The group continued to experiment with folk-rock and then expanded into early psychedelic music and even some Country music. Six more top forty singles followed. Their last single to make the top forty came with the release of another Dylan song, My Back Pages. The album version of the song was over three minutes long, but Columbia cut the single version down to two-and-a-half minutes. The record peaked at #30 and then fell off the chart.
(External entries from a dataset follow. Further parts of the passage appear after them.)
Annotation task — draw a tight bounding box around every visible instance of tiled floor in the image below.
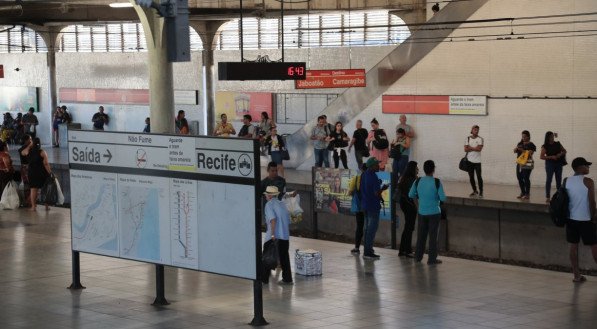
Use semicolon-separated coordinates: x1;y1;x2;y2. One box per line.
0;208;597;329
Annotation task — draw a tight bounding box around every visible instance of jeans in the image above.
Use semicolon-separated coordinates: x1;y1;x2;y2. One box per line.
354;211;365;249
398;198;417;254
392;154;408;177
365;210;379;256
314;149;330;167
334;149;348;169
516;165;533;195
468;162;483;194
545;160;562;198
415;214;441;263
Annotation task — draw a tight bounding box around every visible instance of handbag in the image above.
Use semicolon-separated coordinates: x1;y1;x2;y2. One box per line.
261;239;278;270
458;137;471;172
280;148;290;160
516;151;529;166
0;181;21;209
519;159;535;170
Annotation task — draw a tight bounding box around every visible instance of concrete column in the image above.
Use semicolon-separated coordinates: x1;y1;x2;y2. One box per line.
191;21;227;135
130;0;174;134
34;25;65;144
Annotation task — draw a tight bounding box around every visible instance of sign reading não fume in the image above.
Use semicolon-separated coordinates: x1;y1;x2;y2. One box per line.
68;130;261;280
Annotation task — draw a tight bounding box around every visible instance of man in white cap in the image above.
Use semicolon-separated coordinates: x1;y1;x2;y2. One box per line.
564;157;597;282
261;186;293;285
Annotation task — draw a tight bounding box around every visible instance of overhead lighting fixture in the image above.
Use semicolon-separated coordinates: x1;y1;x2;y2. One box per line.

The group disintegrated shortly after the release of the album that contained that song. Gene left because of problems with anxiety. Jim changed his name to Roger. Michael quit the group in August because of dissatisfaction with the direction of their music. The group chased David away, and he began working in a new group with Stephen Stills and Graham Nash. Gene left the group, rejoined, and Roger removed him again, all in a matter of only weeks. This left only Roger and Chris in the group. They recruited Gram Parsons and other musicians and continued making music.
The Byrds recorded Sweethearts of the Rodeo, a 1968 album that was an important turning point for Country-Rock.
The group eventually broke up in 1972. Over the next few decades, various combinations of members led bands performing as the Byrds (or, more accurately, sometimes as tribute bands).
The five original members reunited for a performance when the group was inducted into the Rock & Roll Hall Of Fame in 1991. Gene died shortly after that. The last appearance of the Byrds as a group came in 2000.